The European Commission has unveiled plans to end the widespread practice of "divorce shopping", where one separating spouse rushes to court before the other to exploit advantageous laws in a particular European country.

Under proposals outlined this week, rules would be laid out to make clear which legal system would administer the growing number of "international divorcees".

With 25 legal systems in the EU, divorcing couples often find themselves in a legal morass. Problems are common for spouses of different nationality, those who live in different countries, or those who are abroad.

There are about 2.2 million marriages each year in the EU, of which about 350,000 can be classified as international. About 875,000 divorces take place annually, of which an estimated 170,000 - or 16 per cent - are international. Growing mobility across European borders has not been matched by a convergence of family law. For example, Malta does not allow divorce, though it does recognise judgments by foreign courts.

EU officials do not want to harmonise laws, but they do want to introduce firm rules. These would allow couples to choose which of the legal systems to which they have ties they would prefer to use.

If they cannot agree, EU regulations would use a scale of "connecting factors" to determine the country to which the couple had strongest ties. The plan, which needs to be approved by all member states, is likely to be controversial in countries such as Poland and Ireland, where the grip of the Catholic Church is strong. In Ireland, couples must wait for four years to get a divorce, while in Finland it takes only six months, even if the other spouse objects strongly.

But a commission report argues: "The proposal reduces the incentive for a spouse to 'rush to court' before the other spouse to obtain a result that is more favourable... 'Rush to court' renders reconciliation difficult and leaves no room for mediation. It may also lead to the application of a law which fails to take into account the defendant's interests."

One example given by the Commission of how the system would work involves a Polish man who moved to Finland to work while his wife remained in Poland. After a year the husband decided to end the marriage, knowing that the process in his native county would be long and drawn out. Instead he sued for divorce in Finland, where the local law can be applied to those who have been resident for a year or more.

But under the new system, without the agreement of the wife, the law of the country with which the couple have the closest connection would apply - in this case Poland and not Finland.
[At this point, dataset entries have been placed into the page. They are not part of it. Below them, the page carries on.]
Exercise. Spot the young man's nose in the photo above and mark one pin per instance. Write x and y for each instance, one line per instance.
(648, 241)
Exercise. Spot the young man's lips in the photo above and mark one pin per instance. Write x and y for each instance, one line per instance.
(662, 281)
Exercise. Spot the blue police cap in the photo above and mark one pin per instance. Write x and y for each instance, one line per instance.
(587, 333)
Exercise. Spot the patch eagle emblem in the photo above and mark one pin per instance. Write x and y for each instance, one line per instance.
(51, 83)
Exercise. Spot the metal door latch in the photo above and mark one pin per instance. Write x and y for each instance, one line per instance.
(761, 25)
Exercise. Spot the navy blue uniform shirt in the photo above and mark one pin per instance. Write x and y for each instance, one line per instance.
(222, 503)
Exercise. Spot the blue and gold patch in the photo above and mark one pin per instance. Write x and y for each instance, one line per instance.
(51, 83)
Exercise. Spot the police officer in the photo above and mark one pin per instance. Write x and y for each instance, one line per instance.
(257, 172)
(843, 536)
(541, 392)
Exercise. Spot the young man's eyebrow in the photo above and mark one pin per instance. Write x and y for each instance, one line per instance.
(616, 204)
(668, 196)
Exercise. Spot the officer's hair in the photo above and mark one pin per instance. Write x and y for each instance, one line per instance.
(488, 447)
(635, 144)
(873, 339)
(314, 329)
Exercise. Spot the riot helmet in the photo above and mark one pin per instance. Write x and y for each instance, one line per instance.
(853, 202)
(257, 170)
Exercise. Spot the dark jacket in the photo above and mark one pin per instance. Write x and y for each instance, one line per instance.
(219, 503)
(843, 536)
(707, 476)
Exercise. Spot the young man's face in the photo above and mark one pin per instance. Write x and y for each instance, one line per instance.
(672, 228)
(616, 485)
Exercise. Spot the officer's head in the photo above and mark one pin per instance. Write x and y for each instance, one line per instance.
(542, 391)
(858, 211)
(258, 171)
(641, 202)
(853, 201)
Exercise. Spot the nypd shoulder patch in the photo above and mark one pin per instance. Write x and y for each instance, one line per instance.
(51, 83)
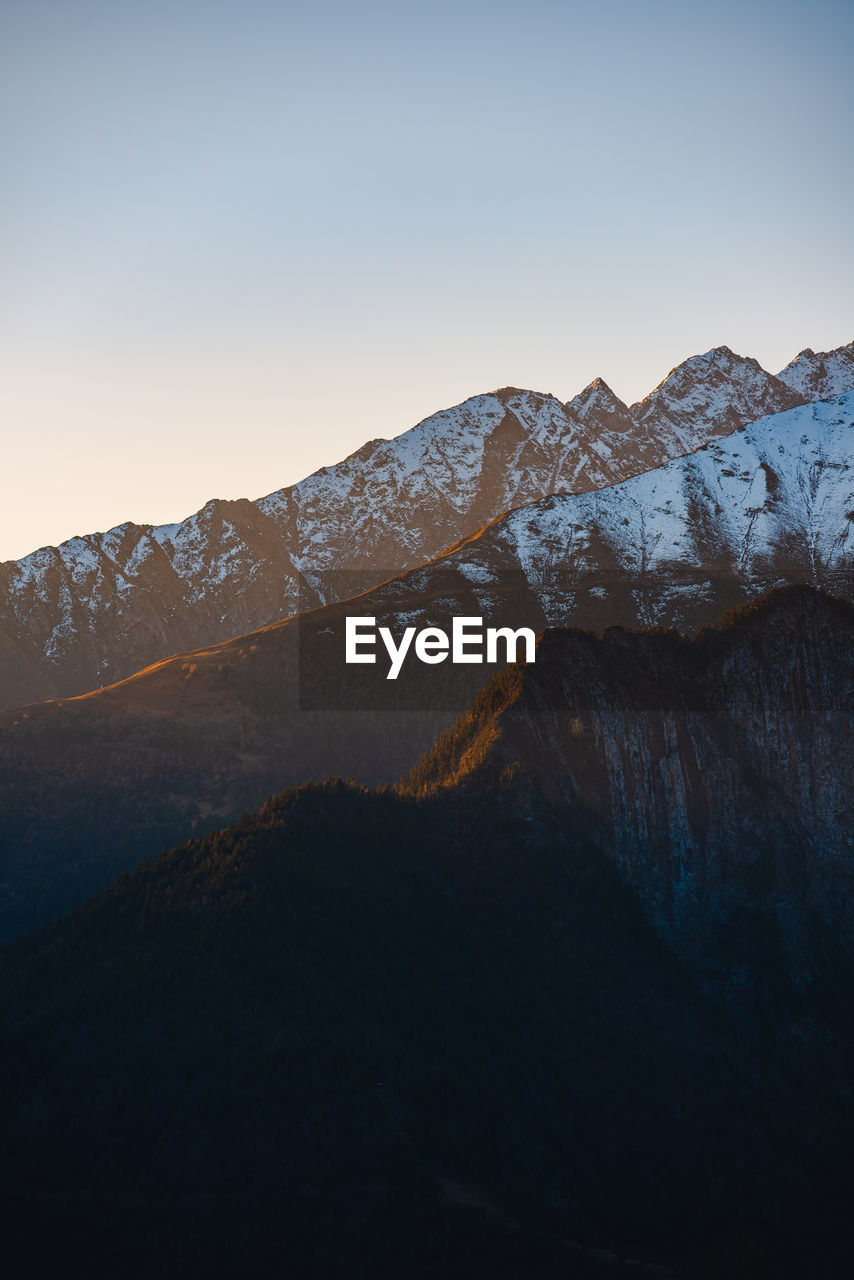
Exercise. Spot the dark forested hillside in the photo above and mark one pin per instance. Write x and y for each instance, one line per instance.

The Commission also wants to consult on adopting a similar plan for division of property rights during international divorces. An estimated 2.5 million European properties are owned by spouses who live in another member state.

Franco Frattini, the European commissioner for justice, liberty and security, argued: "These initiatives will simplify life for couples in the EU. They will increase legal certainty and enable couples to know which law will apply to their matrimonial property regime and their divorce.

"The aim is not to harmonise the national laws on divorce ... but to ensure legal certainty, flexibility and access to court."